How a cloud data lake solution can handle decoupling of storage and compute?

For an individual, their daily interactions with digital services and devices generate a certain amount of data every day, which increases exponentially over time, resulting in large and complex datasets of different formats. This presents challenges in not only storing all the different variety of data in a single platform for easy access but also in the processing of these data sources. In order to optimize cost of data processing workflows it is important to decouple the storage and compute of the data so that they can be scaled independently. A cloud data lake is increasingly becoming a popular choice for solving these challenges.

Amorphic Data is the first cloud orchestration SaaS or Managed Service platform that solves the challenges of building a data lake and makes it easier for data consumers to easily access and manage their data on cloud. It supports the ingestion and transformation of all structured, unstructured and semi-structured data specific to your use cases. On top of its data lake capabilities, it also provides compute capabilities with cloud data, advanced analytics and machine learning services in a single pane of glass for all types of users. 

Following points will go through the details of how Amorphic data handles the variety and volume of data effectively with decoupled storage and compute:

Variety:

A data lake solution should be able to deal with the ingestion of the different formats of data. There are many existing incompatible data formats; data structures and data semantics coming from variety of sources like CRM, Marketing Databases, Call center, Social media, IOT, VOC etc., and many more will appear in the future. 

Addressing the challenges of variety of data – Amorphic Data provides the capability to ingest the different format of data – excel, csv, text, pdf, jpg, mp3 etc. into the platform. It is primarily an Amazon S3 based data lake solution that uses Amazon S3 and Redshift as its storage platform. Amorphic Data can help in storing all data types in their native format. 

Volume:

Each data chunk has its own importance w.r.t the data size and its applications and when these two characteristics become large it becomes difficult to manage in terms of time, logistics and cost effectiveness to move the data from one space to another over the network. Although the volume of an individual customer is relatively small, owing to the richness of information present in them and personal data governance and protection – all these add weight to the data stores. This concept is called “data gravity”.  For example, a users social media feeds, audio/video conversations, image feeds and their analysis requires a whole new storage and data processing scale. These types of customer data and its usage make up a vast percentage of Big Data that contributes to the 2.5 quintillion bytes of data being created by consumers and enterprises everyday. 

AWS S3 provides an optimal foundation for a data lake because of its virtually unlimited scalability. Amorphic data is designed for cost-effective scalable performance as AWS S3 and AWS Redshift power it, which help in managing both the variety and volume of data.  This leads to high scale data handling as you can seamlessly increase storage from gigabytes to petabytes of content in Amorphic Data. The data processing of the data on such a scale also require high concurrent execution. Amorphic data infrastructure allows multiple queries to execute in parallel on the same or different slices of data.  

But due to the sheer volume of big data and its usage, applications are pulled towards them rather than vice versa. In order to facilitate this interaction and handle the challenges of data volume and variety effectively, it is important to achieve the decoupling of data and its applications. 

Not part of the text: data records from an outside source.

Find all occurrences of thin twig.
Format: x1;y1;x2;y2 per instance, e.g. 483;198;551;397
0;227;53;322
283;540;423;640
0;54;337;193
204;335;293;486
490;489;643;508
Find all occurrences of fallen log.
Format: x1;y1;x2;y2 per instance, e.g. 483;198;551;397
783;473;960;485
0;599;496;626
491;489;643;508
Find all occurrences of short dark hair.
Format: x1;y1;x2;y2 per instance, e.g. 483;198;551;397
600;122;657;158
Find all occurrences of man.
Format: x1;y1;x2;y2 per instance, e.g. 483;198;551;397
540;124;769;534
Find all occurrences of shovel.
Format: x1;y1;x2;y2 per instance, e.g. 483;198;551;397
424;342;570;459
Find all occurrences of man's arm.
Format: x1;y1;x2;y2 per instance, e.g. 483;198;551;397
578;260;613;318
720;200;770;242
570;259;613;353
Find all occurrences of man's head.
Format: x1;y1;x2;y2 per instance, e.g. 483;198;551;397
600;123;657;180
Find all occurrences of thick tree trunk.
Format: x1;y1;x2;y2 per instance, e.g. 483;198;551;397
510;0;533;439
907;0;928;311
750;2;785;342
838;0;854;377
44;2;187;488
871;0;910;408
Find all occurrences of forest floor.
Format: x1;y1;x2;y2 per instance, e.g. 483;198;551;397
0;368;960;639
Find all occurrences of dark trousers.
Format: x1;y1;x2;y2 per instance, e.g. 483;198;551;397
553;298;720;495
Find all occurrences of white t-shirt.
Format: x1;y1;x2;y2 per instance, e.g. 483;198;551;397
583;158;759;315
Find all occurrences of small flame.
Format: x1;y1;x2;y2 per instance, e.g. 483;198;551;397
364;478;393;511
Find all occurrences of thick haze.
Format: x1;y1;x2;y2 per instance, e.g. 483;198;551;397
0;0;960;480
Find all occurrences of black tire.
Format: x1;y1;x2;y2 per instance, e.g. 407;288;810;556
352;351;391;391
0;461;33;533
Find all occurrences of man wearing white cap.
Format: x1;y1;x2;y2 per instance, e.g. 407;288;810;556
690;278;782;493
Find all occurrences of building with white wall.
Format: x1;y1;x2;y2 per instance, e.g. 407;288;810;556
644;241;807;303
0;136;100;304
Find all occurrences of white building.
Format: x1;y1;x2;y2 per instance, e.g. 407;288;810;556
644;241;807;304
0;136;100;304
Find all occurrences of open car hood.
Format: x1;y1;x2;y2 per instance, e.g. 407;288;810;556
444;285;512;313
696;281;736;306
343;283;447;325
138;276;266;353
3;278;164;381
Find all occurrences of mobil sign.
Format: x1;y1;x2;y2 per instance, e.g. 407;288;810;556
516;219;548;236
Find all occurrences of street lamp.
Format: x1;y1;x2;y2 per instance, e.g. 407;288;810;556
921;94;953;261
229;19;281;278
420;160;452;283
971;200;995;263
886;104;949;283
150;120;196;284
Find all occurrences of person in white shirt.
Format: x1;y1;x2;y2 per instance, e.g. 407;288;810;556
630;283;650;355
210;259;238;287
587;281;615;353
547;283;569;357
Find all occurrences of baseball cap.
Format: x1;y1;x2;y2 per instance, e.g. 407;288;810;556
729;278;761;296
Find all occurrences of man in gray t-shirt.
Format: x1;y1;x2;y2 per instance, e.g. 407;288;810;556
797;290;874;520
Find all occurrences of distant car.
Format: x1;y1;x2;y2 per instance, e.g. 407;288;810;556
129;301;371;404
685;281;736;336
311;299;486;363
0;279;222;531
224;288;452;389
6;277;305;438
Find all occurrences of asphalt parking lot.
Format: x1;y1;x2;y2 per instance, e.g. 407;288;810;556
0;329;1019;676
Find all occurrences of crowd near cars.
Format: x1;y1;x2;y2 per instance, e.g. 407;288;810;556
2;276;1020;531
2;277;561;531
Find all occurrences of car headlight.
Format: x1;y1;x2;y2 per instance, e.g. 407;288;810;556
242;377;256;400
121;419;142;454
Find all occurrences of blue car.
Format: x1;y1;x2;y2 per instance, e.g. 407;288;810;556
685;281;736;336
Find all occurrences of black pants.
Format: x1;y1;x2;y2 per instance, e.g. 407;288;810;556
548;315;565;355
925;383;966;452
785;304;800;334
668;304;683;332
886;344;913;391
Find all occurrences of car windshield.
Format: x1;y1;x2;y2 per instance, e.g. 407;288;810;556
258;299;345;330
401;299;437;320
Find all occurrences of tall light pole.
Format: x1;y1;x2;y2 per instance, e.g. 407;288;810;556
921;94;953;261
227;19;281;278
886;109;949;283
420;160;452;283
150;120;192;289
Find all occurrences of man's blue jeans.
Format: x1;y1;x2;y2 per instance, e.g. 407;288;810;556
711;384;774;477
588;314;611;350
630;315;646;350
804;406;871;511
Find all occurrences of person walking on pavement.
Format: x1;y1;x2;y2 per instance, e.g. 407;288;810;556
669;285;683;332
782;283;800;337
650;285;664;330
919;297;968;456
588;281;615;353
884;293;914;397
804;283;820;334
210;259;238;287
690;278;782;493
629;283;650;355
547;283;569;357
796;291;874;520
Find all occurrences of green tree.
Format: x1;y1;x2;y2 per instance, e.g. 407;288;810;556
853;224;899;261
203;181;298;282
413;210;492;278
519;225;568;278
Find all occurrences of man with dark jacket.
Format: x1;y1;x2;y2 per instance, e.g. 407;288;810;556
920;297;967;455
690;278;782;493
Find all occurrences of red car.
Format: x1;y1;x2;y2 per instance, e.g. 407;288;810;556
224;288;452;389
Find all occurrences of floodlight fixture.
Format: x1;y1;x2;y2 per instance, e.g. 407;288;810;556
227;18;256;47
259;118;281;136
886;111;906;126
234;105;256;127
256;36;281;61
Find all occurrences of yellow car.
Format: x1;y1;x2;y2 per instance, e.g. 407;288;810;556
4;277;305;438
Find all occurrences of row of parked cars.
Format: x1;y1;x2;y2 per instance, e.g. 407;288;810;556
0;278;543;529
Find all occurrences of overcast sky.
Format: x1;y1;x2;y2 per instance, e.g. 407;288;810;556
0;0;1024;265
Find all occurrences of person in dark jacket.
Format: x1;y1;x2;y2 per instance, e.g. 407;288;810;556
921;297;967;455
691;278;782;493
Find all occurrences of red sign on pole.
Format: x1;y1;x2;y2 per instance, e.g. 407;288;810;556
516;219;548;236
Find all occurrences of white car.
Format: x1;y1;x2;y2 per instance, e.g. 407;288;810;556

Decoupled Storage and Compute:

In traditional Hadoop and data warehouse solution, storage and compute are tightly coupled, making it difficult to optimize costs and data processing workflows. But with Amazon S3 as the data lake storage platform in Amorphic Data, once you have different types of data cost-effectively stored in their native format, you can use AWS analytics tools to process your data. 

However, owing to the importance of data, its applications and the importance of security protection and governance, a futuristic view of a data lake should be such that each individual user has ownership of their personal data lake. The above figure depicts the typical data journey within a conventional data pathway (a) as opposed to new data pathway depicted in (b). In (b) a personal data lake not only serves as a silo for consolidating personal data, but also provides data management, security protection of user’s data and query interface to transform the raw data into a structured data for downstream analysis.  This way storage and compute can be decoupled and data consumers like Data Analyst and Data Scientists can generate the transformed data from the raw data using the query interfaces. Overall the contemporary solution for Data Lake is somewhere between the conventional data lake and data gravity concept for storing a wide variety of data.

Amorphic data is a data lake solution that concords with the above concept of decoupling of storage and compute. Because of its reliance on AWS S3 as the storage solution as opposed to Hadoop and data warehouse based solution, it provides for decoupling of storage and analytics. It provides a query interface to query the raw datasets using either native AWS AI and ML services or SQL-like query on the data in AWS S3 and transform it into another dataset for downstream analysis. Moreover, it has user access and management that provides a way to give secure access to different data consumers. This helps in providing a guarded entry point for integration with third party applications or other AWS services in no time supporting interoperability with few clicks.